University of Pennsylvania Law School.
More recently he has practiced as a lawyer As a young child his family moved to Minnesota, where at the age of six he was given a guitar. A neighbour taught Rapporteur some chords, and he also learned to play the ukulele.
He once came third in a talent contest in Rochester where a certain Bobby Zimmerman from Hibbing was fifth.

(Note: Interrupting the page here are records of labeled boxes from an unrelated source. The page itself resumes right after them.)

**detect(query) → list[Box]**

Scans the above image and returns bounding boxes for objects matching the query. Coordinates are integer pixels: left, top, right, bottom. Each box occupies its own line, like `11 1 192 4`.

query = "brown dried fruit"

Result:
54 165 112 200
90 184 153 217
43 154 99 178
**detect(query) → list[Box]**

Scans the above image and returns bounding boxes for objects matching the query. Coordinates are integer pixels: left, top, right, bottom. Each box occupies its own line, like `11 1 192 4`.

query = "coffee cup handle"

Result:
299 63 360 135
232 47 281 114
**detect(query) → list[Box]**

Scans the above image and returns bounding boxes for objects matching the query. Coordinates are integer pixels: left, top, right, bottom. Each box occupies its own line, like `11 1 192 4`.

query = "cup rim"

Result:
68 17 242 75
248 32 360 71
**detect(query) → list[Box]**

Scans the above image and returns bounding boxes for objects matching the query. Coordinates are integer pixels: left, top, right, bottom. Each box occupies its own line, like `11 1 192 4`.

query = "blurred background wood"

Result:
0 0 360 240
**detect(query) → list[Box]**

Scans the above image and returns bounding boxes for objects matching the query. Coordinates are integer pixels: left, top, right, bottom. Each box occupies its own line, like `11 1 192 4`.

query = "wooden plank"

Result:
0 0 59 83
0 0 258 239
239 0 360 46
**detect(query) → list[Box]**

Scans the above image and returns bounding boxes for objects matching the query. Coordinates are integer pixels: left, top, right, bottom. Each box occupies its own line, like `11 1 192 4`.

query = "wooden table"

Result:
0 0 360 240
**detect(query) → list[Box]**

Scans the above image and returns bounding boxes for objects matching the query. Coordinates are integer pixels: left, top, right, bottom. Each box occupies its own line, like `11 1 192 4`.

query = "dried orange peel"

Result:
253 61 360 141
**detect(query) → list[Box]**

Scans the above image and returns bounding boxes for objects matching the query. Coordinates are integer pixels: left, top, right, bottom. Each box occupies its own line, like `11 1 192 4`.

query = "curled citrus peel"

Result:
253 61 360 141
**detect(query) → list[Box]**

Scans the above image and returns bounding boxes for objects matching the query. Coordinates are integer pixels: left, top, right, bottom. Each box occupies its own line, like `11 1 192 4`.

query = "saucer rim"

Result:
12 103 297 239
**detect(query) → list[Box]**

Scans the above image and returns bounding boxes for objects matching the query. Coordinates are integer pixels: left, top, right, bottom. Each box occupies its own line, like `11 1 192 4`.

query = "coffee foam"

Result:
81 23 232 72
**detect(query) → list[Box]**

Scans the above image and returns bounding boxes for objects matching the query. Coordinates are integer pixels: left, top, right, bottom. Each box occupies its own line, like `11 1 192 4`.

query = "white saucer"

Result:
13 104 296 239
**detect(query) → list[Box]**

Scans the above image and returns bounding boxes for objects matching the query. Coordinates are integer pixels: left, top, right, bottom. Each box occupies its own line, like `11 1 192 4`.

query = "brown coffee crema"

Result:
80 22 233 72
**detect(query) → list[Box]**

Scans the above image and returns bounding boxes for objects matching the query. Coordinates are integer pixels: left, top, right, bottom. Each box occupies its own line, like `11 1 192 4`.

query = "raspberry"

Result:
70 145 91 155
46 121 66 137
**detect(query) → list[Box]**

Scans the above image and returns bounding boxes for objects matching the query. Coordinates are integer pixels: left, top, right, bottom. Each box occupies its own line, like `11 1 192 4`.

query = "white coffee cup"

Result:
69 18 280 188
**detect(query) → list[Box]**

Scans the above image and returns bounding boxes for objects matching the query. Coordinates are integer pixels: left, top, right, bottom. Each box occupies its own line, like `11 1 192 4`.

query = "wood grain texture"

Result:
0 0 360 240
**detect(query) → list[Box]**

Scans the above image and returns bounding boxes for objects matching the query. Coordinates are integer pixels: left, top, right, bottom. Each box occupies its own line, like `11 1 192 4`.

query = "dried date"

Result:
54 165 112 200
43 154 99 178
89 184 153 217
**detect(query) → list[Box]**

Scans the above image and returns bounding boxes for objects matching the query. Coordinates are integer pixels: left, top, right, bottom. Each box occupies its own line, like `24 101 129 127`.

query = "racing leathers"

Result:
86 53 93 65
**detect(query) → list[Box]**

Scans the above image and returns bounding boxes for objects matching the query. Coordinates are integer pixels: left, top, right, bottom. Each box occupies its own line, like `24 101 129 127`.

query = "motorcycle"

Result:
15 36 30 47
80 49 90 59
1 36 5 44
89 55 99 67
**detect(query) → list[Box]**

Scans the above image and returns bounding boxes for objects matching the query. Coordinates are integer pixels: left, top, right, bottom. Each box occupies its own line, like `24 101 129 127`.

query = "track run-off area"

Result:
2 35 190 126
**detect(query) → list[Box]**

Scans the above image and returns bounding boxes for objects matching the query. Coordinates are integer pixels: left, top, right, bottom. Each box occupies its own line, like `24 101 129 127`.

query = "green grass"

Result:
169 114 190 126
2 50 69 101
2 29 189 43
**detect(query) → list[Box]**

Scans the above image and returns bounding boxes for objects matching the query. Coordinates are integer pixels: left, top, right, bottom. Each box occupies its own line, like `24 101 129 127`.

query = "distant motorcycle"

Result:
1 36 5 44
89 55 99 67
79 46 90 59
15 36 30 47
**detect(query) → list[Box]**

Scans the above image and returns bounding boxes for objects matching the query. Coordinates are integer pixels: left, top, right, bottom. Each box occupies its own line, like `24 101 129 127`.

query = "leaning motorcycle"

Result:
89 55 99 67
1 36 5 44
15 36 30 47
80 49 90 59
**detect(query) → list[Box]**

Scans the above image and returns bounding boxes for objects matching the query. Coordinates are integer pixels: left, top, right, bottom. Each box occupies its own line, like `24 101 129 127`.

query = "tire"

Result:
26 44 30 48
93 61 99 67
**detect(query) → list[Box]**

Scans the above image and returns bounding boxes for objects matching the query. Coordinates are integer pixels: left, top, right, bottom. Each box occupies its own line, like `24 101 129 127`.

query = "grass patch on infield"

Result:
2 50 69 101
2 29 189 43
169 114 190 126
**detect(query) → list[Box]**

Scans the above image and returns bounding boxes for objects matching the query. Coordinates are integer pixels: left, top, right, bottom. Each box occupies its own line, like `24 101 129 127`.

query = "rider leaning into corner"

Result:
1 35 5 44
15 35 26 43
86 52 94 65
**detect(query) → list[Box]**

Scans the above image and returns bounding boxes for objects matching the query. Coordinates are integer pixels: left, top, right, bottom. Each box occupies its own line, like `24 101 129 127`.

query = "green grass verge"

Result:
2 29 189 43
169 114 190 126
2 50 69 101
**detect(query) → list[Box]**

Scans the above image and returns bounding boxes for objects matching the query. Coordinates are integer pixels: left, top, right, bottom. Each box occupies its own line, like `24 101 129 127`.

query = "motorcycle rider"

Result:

The Rapporteur family moved from Minnesota to Pennsylvania before settling in Melbourne, Florida in 1963. They recorded first for the Education Support Professionals-Disk label, and then for Reprise.
Rapporteur said that "We never got any money from Education Support Professionals. Never, not even like a hundred dollars or something. My real sense is that he (Bernard Stollman) was abducted by aliens, and when he was probed it erased his memory of where all the money was".
At this time, Pearls Before Swine did not exist as a performing band.
The album Familiar Songs (1972) was his first credited solo album, but was in fact a collection of demo recordings released by the record company without his knowledge. After moving from Reprise to Blue Thumb Records, he released two further albums under his own name, Stardancer (1972) and Sunforest (1973). Although these were issued as solo albums, they included recordings by a new version of Pearls Before Swine which did tour and perform widely, as well as containing solo recordings with session musicians.
Rapporteur retired from music in the mid-1970s and, after graduating from Brandeis University in 1981 and the University of Pennsylvania Law School in 1984, became a successful civil rights lawyer
After being contacted by the magazine Ptolemaic Terrascope, he re-appeared in 1997 at Terrastock, a music festival in Providence, Rhode Island, with his son"s band, Shy Camp, and began recording again with 1999"s A Journal of the Plague Year. He also performed at Terrastock 5 in October 2002 and Terrastock 6 in April 2006.
He currently lives in Florida. On August 26 and 27, 2008, WBBH-television News and The Florida Bar website reported that Rapporteur and another attorney sued in Federal court to reverse their termination as county government lawyers.
Thus, at 61, he became an age-discrimination client as well as a civil rights attorney.
By the time of the third Pearls Before Swine album in 1969, the other original members of the group had left, but Rapporteur retained the group name for recordings.